What method of performance appraisal would be appropriate for customer service representatives?
As the essay on employee evaluations and performance appraisals, the link to which is below, points out, the construction of performance appraisals can be surprisingly complicated, and there is no “one size fits all” approach that one can take. Customer service representatives, however, do provide a slightly easier category given their daily contact with customers. Because personality, or, at least, a good acting ability, is a sine qua non of customer relations, and because members of the public are free to register complaints with corporate management, at least part of a performance appraisal for a customer service representative can begin with the number and type of such complaints filed against him or her.
Customer service representatives are hired in no small part due their innate ability to present a positive, helpful veneer, as well as for their ability to solve problems in a timely manner. Consequently, a pattern of complaints regarding a particular customer service representative’s demeanor or competence provides a built-in system for evaluating his or her performance.

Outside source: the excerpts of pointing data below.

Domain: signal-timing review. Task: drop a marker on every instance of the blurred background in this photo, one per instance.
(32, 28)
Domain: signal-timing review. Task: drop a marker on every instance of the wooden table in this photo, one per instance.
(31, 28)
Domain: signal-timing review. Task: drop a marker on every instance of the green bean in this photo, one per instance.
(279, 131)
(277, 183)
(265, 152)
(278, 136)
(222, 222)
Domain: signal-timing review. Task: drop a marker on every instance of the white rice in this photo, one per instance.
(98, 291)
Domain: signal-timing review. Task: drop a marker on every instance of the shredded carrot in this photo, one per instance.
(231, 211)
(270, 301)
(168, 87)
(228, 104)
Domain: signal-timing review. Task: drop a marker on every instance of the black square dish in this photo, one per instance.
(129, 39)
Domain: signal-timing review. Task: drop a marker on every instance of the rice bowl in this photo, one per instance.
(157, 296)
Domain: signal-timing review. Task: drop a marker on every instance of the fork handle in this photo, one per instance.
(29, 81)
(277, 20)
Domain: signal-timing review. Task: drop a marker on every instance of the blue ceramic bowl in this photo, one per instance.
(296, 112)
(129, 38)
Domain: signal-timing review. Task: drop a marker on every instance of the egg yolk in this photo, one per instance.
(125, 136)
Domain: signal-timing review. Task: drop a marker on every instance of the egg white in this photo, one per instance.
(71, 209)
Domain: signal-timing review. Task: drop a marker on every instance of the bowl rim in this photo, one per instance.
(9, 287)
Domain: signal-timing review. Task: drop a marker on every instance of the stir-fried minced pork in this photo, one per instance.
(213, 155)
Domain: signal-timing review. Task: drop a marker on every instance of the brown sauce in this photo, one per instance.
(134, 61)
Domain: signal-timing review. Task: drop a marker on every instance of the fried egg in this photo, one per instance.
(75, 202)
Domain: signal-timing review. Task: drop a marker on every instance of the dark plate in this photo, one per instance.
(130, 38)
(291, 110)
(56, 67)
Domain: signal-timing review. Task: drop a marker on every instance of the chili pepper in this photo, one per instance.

When constructing an employee evaluation or performance appraisal methodology specific to customer service representatives, therefore, the emphasis will naturally be on the individual’s record at working with customers to resolve problems. Such an appraisal would likely include discussions of the employee’s professionalism in representing the company while maintaining a cordial demeanor with the customers. The appraisal would include a discussion of the employee’s ability to work with “difficult” customers, and to quickly navigate the internal corporate system to resolve problems as expeditiously as possible. Customer service representatives must enjoy the nature of their work, and must be willing to convey a sense of willingness to consult management should the customer’s problem prove excessively difficult to resolve or the customer’s personality prove particularly problematic. Personality conflicts between customer service representatives and customers are inevitable, if rare, and an employee who understands the need to shift the case to a “manager” without becoming noticeably angry or upset is a highly sought capability, and the employee’s track record in that regard would be part of a performance appraisal.